Une scolarisation en milieu « ordinaire » a été évoquée avec un temps d’accueil de 1 à 2 demi-journées par semaine (sous condition d’obtention d’une auxiliaire de vie scolaire, AVS).

Comment peut-on envisager qu’un enfant présentant un handicap lourd puisse s’intégrer à une classe sur un temps d’accueil si court ? Et qu’il puisse retirer un bénéfice en termes d’apprentissage en n’étant présent que sporadiquement sur le temps de classe ? On nous proposait finalement une solution « de garderie » et l’éventualité d’avoir des copains quelques heures par semaine, mais nullement la possibilité pour lui d’accéder aux apprentissages auxquels il avait droit et était en capacité d’acquérir.

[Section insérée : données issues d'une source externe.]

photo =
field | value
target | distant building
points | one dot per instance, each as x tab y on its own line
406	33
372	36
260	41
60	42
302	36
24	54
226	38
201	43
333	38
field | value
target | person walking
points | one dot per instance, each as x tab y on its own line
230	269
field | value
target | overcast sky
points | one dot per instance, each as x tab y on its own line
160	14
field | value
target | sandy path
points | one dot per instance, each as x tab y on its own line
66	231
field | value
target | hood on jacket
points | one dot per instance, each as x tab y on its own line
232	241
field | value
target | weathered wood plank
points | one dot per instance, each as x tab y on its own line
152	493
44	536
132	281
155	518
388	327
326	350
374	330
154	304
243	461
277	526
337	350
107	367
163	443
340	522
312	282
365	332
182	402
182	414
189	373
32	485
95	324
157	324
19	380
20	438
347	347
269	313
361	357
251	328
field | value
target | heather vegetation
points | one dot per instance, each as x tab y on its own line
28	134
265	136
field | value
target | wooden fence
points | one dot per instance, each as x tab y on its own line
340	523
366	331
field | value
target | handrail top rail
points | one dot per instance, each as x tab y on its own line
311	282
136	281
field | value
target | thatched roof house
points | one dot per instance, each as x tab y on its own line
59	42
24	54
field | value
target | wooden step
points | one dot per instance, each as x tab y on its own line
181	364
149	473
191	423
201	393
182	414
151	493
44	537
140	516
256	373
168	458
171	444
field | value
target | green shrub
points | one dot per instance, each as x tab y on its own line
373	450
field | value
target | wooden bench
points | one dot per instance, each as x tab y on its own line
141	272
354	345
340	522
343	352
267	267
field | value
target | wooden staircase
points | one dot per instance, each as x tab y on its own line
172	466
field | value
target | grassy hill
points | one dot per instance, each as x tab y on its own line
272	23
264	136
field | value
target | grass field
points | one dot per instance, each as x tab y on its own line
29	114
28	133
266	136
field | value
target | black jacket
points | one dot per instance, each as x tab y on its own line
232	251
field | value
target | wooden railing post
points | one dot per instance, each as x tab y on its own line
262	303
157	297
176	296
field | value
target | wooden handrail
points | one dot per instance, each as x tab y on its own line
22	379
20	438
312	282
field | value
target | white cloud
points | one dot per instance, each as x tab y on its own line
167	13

Nous avons envisagé la possibilité d’une scolarisation à la maison. Mais cela excluait toute interaction avec d’autres enfants et toute socialisation. De plus, avec un enfant non-verbal, la difficulté est de savoir ce qui est acquis et ce qui ne l’est pas. Finalement, on sous-estime toujours ses capacités et son niveau de compréhension. Bref, nous ne nous en sentions pas capables ! Il n’existait pas dans la région de classe adaptée au handicap de Numa et les IME (institut médico-éducatifs) ne répondaient pas non plus à notre projet de vie pour Numa. Il fallait en plus de tout cela trouver une solution qui nous permette de tout concilier : un temps de classe adapté au handicap de Numa et à ses difficultés d’apprentissage, mais aussi du temps pour ses nombreux RDV de rééducation, tout en conservant une cohérence pour Numa et en limitant sa fatigue.

Après de nombreuses recherches, nous avons découvert l’éducation conductive qui a enfin répondu à de nombreux problèmes concernant la prise en charge de Numa.
Numa a intégré 10 semaines le centre d’éducation conductive de Pouilly-sur-Loire en 2013 et il est scolarisé au CEC de Bayeux depuis novembre 2013 et ce pour 8 mois minimum.
Nous le suivons à chaque fois et avons déménagé en Basse-Normandie, laissant derrière nous nos vies professionnelles, familiales et sociales.